Can a prepaid service enforce an expiration date?
I purchased a number of tanning sessions from a tanning salon. I have been informed by the salon that although I still have 3 prepaid tanning sessions on the books, they have expired since I didn't use them within 12 months of the date they were purchased. Is this legal?
Your purchase of the tanning sessions was a contract between you and the tanning salon. The terms of the contract apparently limit the time frame for usage. Is there a written contract for the sessions? Did you receive anything at all that states the terms of the contract? Did you sign anything or was it verbally explained to you? You may be out of luck.
Contracts do not have to be written down to be binding. But certain contracts must be written down in order to be valid otherwise they violate what is known as the Statute of Frauds. In California, contracts involving the sale of real estate, contracts concerning the sale of goods worth more than $500, contracts that cannot be performed within one year, contracts to pay someone else's debts, leases for more than one year, and contracts for marriage must be in writing.
I would go in and try and negotiate a deal with the salon. No one in this day and age can afford to turn away a paying customer and no business can afford a bad rep. Good luck.

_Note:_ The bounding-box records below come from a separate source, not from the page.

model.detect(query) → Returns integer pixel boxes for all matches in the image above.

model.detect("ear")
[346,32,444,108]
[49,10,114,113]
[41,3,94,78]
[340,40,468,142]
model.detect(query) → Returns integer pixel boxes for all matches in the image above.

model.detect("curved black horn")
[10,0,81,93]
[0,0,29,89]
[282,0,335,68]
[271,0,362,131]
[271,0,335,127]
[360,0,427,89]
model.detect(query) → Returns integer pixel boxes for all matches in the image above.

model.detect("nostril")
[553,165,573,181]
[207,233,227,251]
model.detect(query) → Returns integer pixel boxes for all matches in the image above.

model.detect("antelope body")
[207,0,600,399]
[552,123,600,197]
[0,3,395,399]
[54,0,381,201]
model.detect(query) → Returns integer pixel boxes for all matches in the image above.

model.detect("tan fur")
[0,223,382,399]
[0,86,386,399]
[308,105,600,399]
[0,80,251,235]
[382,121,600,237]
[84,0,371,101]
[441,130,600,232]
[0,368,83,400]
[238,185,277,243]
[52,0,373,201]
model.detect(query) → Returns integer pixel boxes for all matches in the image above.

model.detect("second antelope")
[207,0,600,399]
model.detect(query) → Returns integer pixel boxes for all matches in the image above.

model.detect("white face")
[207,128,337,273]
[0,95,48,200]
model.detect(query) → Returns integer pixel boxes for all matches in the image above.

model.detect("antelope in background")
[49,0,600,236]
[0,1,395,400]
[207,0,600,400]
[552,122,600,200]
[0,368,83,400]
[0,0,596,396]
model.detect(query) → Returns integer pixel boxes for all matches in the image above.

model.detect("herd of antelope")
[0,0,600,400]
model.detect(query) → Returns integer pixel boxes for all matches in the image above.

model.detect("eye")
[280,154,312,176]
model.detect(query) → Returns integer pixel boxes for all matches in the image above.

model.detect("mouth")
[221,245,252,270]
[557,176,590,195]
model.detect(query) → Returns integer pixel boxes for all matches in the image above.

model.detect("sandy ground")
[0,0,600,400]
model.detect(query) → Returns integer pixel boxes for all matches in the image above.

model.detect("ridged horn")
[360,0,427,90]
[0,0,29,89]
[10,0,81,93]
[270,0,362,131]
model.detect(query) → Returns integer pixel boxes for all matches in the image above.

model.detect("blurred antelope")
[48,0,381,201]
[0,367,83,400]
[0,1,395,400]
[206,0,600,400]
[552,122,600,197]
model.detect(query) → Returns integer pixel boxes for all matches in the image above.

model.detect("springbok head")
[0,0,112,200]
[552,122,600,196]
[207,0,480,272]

What were the terms when you purchased the sessions? That's the critical issue. The salon must honor the terms in force when you paid the money. So first, check any/all paperwork you filled out or received when you bought the sessions. Also, what did their marketing material then say--since terms in prominent advertisements or promotional material could be incorporated into the agreement. Ask the salon to point out or show you the language which they say absolves them from having to honor your prepaid sessions. They cannot unilaterally change the terms or deny you the benefit of what you purchased after the fact--when you bought the sessions, a contract was formed between you and the salon.